Presentation and extraction
The synthesis is based on 10,11-dihydro-5 H -dibenz [ b , f ] azepine, the target compound being obtained by a two-stage alkylation first with 1-bromo-3-chloropropane and then with methylamine .
pharmacology
Mechanism of action
Desipramine is the active metabolite of imipramine . It works in the central nervous system and inhibits the reuptake of serotonin , noradrenaline and other neurotransmitters from the synaptic gap into the presynaptic vesicles , thereby increasing their concentration and alleviating depressive symptoms. The sedative active component is weak. Furthermore, desipramine suppresses the perception of pain by acting on the nociceptors (antinociceptive effect). Desipramine also acts as a FIASMA (functional inhibitor of acid sphingomyelinase ).
Side effects
The most common undesirable effects of desipramine, such as urination disorders ( micturition disorders ), inner restlessness and a feeling of thirst, as well as occasional undesirable effects such as confusion, intestinal paralysis or obstruction ( paralytic ileus ) and urinary retention, result from its anticholinergic effect.

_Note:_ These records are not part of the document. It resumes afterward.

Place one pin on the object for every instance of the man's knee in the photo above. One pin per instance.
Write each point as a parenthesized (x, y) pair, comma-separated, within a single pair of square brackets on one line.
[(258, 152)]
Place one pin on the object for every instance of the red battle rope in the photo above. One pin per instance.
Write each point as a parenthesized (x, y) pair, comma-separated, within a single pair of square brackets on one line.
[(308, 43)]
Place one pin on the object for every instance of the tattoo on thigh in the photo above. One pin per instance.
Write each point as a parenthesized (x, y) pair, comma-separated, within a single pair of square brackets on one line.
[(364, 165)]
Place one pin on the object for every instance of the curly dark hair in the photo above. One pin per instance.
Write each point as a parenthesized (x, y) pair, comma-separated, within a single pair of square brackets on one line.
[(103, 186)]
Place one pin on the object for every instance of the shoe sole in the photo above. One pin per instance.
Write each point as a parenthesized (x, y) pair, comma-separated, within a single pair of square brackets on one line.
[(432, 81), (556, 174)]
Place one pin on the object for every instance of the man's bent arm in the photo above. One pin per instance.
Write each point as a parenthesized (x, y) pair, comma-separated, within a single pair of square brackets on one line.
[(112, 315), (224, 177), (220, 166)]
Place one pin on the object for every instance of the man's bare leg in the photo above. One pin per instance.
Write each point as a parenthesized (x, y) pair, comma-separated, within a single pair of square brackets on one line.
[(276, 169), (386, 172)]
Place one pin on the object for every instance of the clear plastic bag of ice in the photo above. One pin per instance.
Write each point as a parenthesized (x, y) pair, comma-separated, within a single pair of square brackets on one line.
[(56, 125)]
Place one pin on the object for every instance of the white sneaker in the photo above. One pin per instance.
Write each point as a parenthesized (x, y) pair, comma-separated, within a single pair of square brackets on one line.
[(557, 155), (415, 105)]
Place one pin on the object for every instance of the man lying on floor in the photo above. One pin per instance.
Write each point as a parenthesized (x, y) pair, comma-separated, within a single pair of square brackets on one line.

Desipramine can prolong the QT time of the electrocardiogram (EKG) up to a dangerous arrhythmia, the torsade de pointes . A recent heart attack , severe AV blocks and other cardiac arrhythmias are therefore contraindications for treatment with desipramine. In December 2009, the US Food and Drug Administration (FDA) ordered the inclusion of a warning in the product information for Norpramin regarding particularly careful treatment of patients with a family history of incidents such as sudden cardiac death, cardiac arrhythmias or cardiac conduction disorders.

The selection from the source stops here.